I have a samba share called A on a machined named aaron. Inside that share is a smylink called Audio-CD_WAVs which points to a machine local directory. When this share is accessed by a windows machine, samba follows the link and exports the target to windows so windows does not see the symlink.
Now, I later mounted Audio-CD_WAVs on another linux machine, dathan, on a normal directory called CD-mount. I used smbfs for this mount. I expected it to mount the target of the link, but instead the mountpoint itself, CD-mount, turned into a symlink pointing to the directory on aaron.

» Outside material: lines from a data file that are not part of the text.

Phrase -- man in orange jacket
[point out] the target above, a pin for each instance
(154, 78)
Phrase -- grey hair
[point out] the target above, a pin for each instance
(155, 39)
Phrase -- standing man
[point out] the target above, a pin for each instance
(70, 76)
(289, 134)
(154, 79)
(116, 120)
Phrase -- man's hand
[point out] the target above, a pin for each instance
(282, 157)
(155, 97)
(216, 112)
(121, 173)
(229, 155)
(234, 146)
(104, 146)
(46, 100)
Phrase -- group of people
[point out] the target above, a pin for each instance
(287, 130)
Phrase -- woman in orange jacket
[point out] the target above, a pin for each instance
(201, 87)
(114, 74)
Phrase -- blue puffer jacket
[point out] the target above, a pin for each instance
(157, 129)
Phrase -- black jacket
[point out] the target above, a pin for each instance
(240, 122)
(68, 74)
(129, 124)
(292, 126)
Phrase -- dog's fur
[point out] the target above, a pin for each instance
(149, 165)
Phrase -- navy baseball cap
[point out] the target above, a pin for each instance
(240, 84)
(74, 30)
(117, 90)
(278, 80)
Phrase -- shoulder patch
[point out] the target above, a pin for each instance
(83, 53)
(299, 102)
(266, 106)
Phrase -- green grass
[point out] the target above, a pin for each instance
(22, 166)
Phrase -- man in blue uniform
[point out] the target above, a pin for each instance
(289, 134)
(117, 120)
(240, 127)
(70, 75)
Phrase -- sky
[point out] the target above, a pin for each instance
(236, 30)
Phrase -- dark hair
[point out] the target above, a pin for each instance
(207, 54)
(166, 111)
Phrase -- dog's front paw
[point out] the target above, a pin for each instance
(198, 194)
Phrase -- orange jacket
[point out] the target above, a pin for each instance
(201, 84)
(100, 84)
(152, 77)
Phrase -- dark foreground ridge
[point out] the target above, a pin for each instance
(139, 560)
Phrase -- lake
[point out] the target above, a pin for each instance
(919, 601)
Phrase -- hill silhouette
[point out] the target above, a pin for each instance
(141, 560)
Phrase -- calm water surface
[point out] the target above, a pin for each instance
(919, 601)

The problem I have now is that I cannot unmount this, the unmount command follows the symlink and complains that it does not exist. So how can I unmount this (without rebooting the machine, which would interrupt a lot of people)?
Before mounting:
drwxrwxrwx CD-mount
$ mount CD-mount
after:
lrwxrwxrwx CD-mount -> /some/nonexistant/directory12
$ umount CD-mount
umount: directory12: not found
$ mount |tail -n 1
//aaron.us.grn/A/Audio-CD_WAVs on /mnt/CD-mount type cifs (ro,mand)
I think the explanation for this behaviour is that when samba sees a linux client, it enables the 'unix extensions' option which includes support for symlinks. I only found this after I had already mounted the symlink though.